Maxam has reported assays from less than .05 opt to over 1 opt. There is speculation that there is considerable variation in IPMCF's ore (although several months ago everybody was assuming it was homogenous).

It seems to be quite a stretch to assume a homogenous 1 billion ton ore body based on a 20 foot sample from 1 drill hole.

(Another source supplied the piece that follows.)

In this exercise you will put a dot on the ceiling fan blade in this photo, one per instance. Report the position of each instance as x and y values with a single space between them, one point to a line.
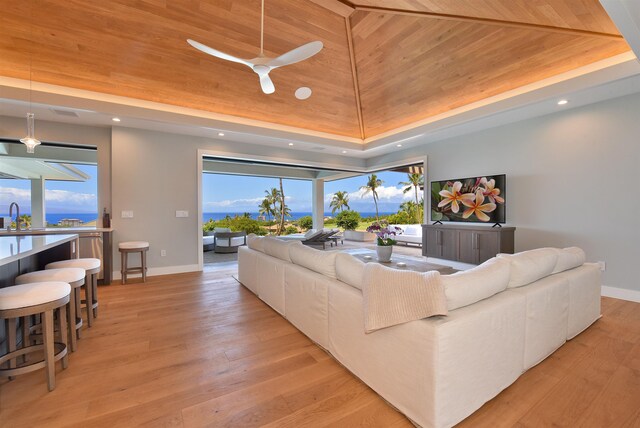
206 49
267 84
297 54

To: Henry Volquardsen who wrote (8118)1/14/1998 4:01:00 PM
From: KRosenfeld  Read Replies (1) | Respond to of 20681
 
Henry,

I believe that this is your work and I have a question.

"The one year
factor is .943396226415094 and says the market would value first year reserves at
$471,698,113. The 30 year factor is .174110130910634 which gives a value of
$87,055,065. The 200 year factor is .000008686142443 which gives a value of
$4,343. The 356 year factor is .000000000979743 which gives zero present value.
So close to 2/3 of the reserve would be so far away on the production curve that
their current value would be zero. "

Henry,
Why are you using 15 sigfigsfor the first 30 years factors, but only 10 sigfigs for 200 years, and 6 sigfigs for 356 year factor. VERY SLOPPY:~).